Trovammo lei ch'uscita era di quello,
e stava sola in ripa alla marina;
e senza rete e senza amo traea
tutti li pesci al lito che volea.
Astolfo narra a Ruggiero di come Alcina lo rapì, e di come, facendolo innamorare, i due divennero amanti.
Quando credea d'esser felice, e quando
credea ch'amar più mi dovesse Alcina,
il cor che m'avea dato si ritolse,
e ad altro nuovo amor tutta si volse.
E l'epilogo della loro storia: a nuovi amori si rivolse Alcina, e per impedire che i precedenti amanti raccontassero della sua crudeltà per il mondo, li trasformava in piante, o fonti, o in animali feroci.
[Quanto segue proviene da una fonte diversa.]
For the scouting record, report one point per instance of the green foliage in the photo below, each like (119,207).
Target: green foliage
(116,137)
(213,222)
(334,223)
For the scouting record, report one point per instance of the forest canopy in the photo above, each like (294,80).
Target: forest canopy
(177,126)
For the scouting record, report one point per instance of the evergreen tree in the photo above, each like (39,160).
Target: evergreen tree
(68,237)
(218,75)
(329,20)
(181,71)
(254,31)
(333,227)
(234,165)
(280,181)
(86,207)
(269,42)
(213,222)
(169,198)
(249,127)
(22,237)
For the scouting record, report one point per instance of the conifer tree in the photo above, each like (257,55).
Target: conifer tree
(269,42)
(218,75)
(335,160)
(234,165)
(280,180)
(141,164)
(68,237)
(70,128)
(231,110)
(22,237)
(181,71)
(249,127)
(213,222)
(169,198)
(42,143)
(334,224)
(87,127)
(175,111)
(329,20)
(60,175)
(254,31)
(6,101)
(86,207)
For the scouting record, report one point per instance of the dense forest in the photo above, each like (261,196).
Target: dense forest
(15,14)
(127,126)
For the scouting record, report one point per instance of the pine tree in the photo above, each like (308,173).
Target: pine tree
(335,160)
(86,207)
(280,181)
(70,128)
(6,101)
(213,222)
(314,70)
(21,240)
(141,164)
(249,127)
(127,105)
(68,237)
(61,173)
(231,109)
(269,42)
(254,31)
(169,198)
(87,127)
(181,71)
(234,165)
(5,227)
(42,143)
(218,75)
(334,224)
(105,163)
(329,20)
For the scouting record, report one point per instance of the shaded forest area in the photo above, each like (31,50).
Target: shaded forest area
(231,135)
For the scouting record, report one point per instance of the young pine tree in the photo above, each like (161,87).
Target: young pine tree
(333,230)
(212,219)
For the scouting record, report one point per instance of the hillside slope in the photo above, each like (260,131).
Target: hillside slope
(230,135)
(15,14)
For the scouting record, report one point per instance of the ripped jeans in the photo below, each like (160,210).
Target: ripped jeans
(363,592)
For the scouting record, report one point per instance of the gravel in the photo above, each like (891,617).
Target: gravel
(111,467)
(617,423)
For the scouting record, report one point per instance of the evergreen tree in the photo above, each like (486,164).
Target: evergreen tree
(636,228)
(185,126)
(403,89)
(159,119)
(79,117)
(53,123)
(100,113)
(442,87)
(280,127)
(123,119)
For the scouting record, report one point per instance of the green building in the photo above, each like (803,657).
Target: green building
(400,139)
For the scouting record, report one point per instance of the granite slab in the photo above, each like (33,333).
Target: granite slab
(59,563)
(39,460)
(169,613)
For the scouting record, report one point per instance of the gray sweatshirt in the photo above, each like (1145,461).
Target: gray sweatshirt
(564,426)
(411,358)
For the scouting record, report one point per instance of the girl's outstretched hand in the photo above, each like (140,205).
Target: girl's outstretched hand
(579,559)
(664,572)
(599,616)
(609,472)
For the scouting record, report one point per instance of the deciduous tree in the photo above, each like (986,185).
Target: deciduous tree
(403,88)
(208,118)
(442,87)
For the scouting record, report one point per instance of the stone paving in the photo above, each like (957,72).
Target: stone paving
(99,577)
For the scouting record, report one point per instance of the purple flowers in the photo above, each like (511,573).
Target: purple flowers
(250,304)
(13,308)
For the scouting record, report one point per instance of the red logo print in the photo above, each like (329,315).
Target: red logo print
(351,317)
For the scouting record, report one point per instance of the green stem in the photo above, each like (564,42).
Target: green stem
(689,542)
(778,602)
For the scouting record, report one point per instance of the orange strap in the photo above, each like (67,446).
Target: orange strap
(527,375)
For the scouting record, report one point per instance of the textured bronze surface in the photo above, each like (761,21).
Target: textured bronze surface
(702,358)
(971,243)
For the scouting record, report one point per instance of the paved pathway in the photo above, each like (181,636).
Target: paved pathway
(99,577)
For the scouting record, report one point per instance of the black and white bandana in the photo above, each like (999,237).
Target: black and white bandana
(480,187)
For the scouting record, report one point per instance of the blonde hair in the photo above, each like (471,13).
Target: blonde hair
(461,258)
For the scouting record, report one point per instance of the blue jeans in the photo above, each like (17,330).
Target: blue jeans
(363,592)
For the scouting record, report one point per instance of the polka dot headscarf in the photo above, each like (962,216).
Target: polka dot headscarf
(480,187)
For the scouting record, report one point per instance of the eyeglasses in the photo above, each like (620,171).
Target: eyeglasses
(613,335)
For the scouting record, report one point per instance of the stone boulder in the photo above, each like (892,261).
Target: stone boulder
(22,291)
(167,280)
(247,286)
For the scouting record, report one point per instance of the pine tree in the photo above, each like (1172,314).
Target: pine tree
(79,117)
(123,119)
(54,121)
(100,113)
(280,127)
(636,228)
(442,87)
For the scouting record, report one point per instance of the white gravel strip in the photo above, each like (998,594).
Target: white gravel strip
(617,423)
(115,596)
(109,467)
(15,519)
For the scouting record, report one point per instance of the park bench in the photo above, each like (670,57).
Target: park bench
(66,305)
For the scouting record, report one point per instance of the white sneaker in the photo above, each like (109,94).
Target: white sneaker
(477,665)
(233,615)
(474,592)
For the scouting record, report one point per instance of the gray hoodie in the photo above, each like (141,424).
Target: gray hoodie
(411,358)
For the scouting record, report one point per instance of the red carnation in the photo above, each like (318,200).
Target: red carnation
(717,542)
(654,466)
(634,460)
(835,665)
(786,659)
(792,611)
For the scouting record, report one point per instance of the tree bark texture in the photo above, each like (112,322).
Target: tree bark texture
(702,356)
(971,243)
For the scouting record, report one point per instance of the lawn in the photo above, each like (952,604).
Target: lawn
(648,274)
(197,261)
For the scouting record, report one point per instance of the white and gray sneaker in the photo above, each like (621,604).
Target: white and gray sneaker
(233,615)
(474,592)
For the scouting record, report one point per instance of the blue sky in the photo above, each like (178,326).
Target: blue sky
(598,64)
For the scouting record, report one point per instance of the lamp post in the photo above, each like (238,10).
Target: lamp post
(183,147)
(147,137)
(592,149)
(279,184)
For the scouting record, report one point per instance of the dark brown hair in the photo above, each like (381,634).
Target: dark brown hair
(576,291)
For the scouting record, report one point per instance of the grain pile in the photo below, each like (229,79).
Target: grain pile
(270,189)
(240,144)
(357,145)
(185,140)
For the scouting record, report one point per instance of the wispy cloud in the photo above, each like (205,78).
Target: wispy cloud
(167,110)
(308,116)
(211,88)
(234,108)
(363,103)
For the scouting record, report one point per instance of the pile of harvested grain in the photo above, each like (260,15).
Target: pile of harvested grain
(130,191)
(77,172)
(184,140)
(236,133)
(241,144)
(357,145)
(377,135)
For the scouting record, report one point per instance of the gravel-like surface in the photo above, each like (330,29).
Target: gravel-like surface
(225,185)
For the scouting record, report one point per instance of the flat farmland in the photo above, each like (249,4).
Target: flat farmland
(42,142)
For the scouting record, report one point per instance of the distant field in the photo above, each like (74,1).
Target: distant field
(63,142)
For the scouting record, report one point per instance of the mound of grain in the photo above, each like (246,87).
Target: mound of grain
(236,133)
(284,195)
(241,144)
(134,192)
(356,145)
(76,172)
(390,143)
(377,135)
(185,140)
E perché essi non vadano pel mondo
di lei narrando la vita lasciva,
chi qua chi là, per lo terren fecondo
li muta, altri in abete, altri in oliva…
E lo mette in guardia:
avrai d'Alcina scettro e signoria,
e sarai lieto sopra ogni mortale:
ma certo sii di giunger tosto al passo
d'entrar o in fiera o in fonte o in legno o in sasso.
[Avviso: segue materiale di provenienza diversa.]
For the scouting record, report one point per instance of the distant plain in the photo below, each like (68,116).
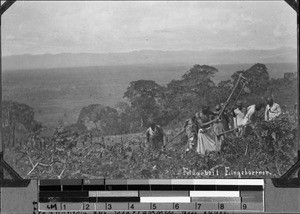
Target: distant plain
(58,94)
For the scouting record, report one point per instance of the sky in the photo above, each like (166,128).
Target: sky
(51,27)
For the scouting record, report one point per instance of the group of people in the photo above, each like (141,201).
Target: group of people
(206,129)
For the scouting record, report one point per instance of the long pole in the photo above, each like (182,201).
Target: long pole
(3,8)
(227,101)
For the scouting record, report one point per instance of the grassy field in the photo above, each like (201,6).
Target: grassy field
(57,95)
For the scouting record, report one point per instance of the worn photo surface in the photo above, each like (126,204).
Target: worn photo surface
(140,90)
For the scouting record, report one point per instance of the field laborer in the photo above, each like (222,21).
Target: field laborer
(156,137)
(251,115)
(206,135)
(272,110)
(238,117)
(191,129)
(223,117)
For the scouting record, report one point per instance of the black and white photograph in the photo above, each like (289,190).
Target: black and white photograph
(149,89)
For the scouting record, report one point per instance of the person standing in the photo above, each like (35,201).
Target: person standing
(251,115)
(272,110)
(206,135)
(191,129)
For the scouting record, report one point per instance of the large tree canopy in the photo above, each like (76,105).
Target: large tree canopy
(146,98)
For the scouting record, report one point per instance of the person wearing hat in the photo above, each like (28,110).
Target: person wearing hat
(272,110)
(223,117)
(238,114)
(251,114)
(191,127)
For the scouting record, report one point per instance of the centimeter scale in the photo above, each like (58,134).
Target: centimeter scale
(90,196)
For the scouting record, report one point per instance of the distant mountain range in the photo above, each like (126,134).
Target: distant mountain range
(209,57)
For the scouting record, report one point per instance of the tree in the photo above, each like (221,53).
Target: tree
(194,89)
(146,98)
(258,77)
(17,117)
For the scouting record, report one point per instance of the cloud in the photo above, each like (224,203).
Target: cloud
(101,26)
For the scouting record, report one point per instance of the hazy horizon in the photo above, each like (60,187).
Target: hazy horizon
(120,27)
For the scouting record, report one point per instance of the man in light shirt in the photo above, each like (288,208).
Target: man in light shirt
(156,137)
(272,110)
(250,116)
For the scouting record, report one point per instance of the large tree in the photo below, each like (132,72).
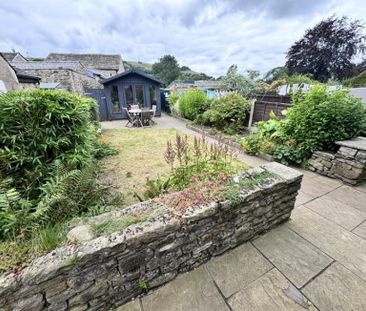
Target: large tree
(327,50)
(166,69)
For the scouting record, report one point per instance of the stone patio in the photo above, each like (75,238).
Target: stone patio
(317,260)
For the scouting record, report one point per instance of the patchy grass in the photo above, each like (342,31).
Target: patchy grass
(140,156)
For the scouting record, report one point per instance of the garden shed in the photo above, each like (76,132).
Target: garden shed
(123,90)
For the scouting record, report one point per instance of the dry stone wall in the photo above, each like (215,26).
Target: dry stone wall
(110,270)
(348,164)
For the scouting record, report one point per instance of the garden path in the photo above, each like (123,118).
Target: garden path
(317,260)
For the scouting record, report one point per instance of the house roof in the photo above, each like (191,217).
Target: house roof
(131,71)
(9,56)
(97,61)
(23,78)
(46,65)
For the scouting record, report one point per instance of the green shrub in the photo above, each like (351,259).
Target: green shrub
(192,103)
(318,119)
(173,98)
(41,126)
(357,81)
(227,113)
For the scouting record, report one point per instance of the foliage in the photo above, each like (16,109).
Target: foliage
(277,73)
(357,81)
(300,79)
(193,162)
(327,50)
(245,86)
(318,118)
(173,98)
(166,69)
(39,127)
(315,121)
(227,113)
(192,103)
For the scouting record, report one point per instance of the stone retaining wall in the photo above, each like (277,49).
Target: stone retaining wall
(110,270)
(348,164)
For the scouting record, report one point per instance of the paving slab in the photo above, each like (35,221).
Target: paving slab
(194,291)
(361,187)
(131,306)
(238,268)
(361,230)
(350,196)
(302,198)
(337,288)
(338,243)
(315,188)
(270,292)
(337,212)
(296,258)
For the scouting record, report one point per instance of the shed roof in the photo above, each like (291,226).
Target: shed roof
(46,65)
(98,61)
(132,71)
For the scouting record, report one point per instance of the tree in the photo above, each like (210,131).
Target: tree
(327,50)
(166,69)
(277,73)
(245,86)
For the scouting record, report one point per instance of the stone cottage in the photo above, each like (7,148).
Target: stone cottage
(69,75)
(12,79)
(105,65)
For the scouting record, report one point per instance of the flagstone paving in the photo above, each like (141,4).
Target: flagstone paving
(315,261)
Ecco che si trova nell'epica ariostesca sia il tema dell'innamoramento sia quello degli eroi trasformati in pietra.
Nelle diverse narrazioni si distinguono i personaggi che subiscono prima il fascino della fata, poi la prigionia. Mentre è Rinaldo nell'una, ad essere stato trasformato in pietra, rapito dalla travisata bellezza di lei, nella narrazione tradizionale, quella del Guerrier Meschino, troviamo il riferimento esplicito solo ad una serie di prove da superare, ma non è difficile immaginare le conseguenze che avrebbe subito l'eroe se non le avesse superate. C'è da considerare, fra l'altro, che nell'uno e nell'altro caso la scena si svolge all'interno di una grotta. L'Alcina dell'Ariosto fa da trait d'union alle due leggende maremmane, presentando il personaggio come fata affascinante ed ammaliatrice, e strega crudele e spietata nell'abbandonare i suoi innamorati, per rivolgersi ad altri, dopo averli imprigionati in corpi animaleschi, o in piante, o in pietre.